OPINION:
Western political and media elites reacted with horror to President Trump’s repeated statements that NATO is “obsolete” during the 2016 electoral campaign. They have also reacted with skepticism to more recent efforts by senior administration officials to affirm the U.S. commitment to NATO while pressing America’s allies to do more for their own defense. The critics forget both NATO’s history and — more fundamentally — confuse means with ends in U.S. national security. NATO is an instrument and, accordingly, something the United States can and should examine and seek to fix when it is not working properly. Mr. Trump has correctly understood that NATO isn’t doing its job.
Post-Cold War history demonstrates NATO’s failure to adapt to changing circumstances and requirements. George W. Bush administration officials appropriately questioned the alliance’s contribution to U.S. operations in Afghanistan following the Sept. 11 attacks and NATO’s first-ever invocation of its mutual defense obligations under Article Five of the Washington Treaty. Later, NATO’s 2011 airstrikes against Libya illustrated considerable shortcomings as key allies proved unable to sustain the campaign for lack of precision bombs against a foe barely able to fight back.
In 2014, when Russia annexed Crimea, NATO members all too readily opted to respond primarily through coordinated U.S.-European Union economic sanctions that predictably failed to deter subsequent Russian intervention in eastern Ukraine. Former President Obama bears no small responsibility for this, having declared in April 2014 that Russia could not be “deterred from further escalation by military force” at a time when decisive deployments of U.S. and NATO military forces in NATO member states surrounding Ukraine might well have affected Mr. Putin’s calculations. But Mr. Obama was far from alone among NATO leaders in his reluctance do this.
NATO today has three major problems. First, the alliance has spent far more time discussing its membership than its purpose, leaving its goals unclear. If NATO is a defensive alliance, why did it intervene in Yugoslavia’s civil wars of the 1990s and launch airstrikes in Libya? Neither threatened NATO members with attack. If NATO seeks to stabilize Europe and Eurasia, how did NATO officials expect to do that without a security architecture that incorporated Russia on mutually acceptable terms? Conversely, if NATO sees Moscow as an existential danger and aims to contain and deter Russia, why do so few alliance members meet minimal standards for defense spending and military readiness? And if NATO sought to address new threats, why was it so ill-prepared in Afghanistan and then in Libya?
Second, the confusion about NATO’s purpose has distorted its membership processes. As NATO increasingly concentrated on social engineering in prospective member states rather than security for its existing members, membership processes became longer and longer to maximize NATO’s political leverage over potential entrants. On one hand, this showed the extent to which NATO leaders did not see meaningful security threats to the alliance for most of its post-Cold War history — otherwise, why take this dilatory approach? On the other hand, NATO’s focus on political, economic and military reforms in aspiring members seemed to crowd out attention to military considerations that ordinary citizens outside the trans-Atlantic establishment might justifiably see as more important in addressing security concerns. For example, few explained where, when and how new members would add to alliance capabilities and obligations or how new members would affect alliance military planning, including NATO plans to defend them. NATO is now scrambling to address this gap.
Finally, as Mr. Trump has said, NATO has not adequately addressed new threats like terrorism. This is not too surprising, in that neither NATO’s original members nor newer allies likely saw counterterrorism cooperation as an important motive in joining the alliance. Worse, NATO members have different perspectives, interests and constraints in dealing with terrorism, which complicate efforts to develop a consensus-based policy that moves beyond lowest-common-denominator solutions. Indeed, it seems that security concerns related to terrorism and Russia are inversely proportional and gradually tilt from the former to the latter as one moves from west and south to east and north through continental Europe. This will continue to complicate efforts to define a clear mission.

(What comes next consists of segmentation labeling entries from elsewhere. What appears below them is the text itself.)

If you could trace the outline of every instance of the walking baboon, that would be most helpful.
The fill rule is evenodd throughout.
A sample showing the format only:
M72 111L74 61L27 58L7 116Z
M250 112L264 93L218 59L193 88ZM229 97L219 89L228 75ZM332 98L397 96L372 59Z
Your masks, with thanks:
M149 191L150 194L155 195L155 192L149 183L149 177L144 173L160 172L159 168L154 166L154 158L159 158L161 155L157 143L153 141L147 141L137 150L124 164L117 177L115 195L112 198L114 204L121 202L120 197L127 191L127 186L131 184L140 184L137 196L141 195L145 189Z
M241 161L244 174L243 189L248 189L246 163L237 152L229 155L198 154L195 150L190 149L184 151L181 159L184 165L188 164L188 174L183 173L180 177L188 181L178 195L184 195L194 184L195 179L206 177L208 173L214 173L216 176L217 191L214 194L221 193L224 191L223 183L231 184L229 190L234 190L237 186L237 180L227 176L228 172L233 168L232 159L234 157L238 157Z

The Trump administration’s approach to NATO is sensible and long overdue. Moreover, rather than being a threat to the alliance, as some of Mr. Trump’s ideological opponents seek to portray his approach, it is an enormous opportunity. An expected NATO summit in late May could begin this critical conversation. Rethinking and retooling NATO while simultaneously increasing U.S. military capabilities, as Mr. Trump has proposed, and pressing U.S. allies to do the same could produce the 21st century alliance that America needs. Those assailing efforts to modernize and refocus NATO are the real danger to its future.
• Paul J. Saunders is executive director of the Center for the National Interest and a former State Department senior adviser during the George W. Bush administration.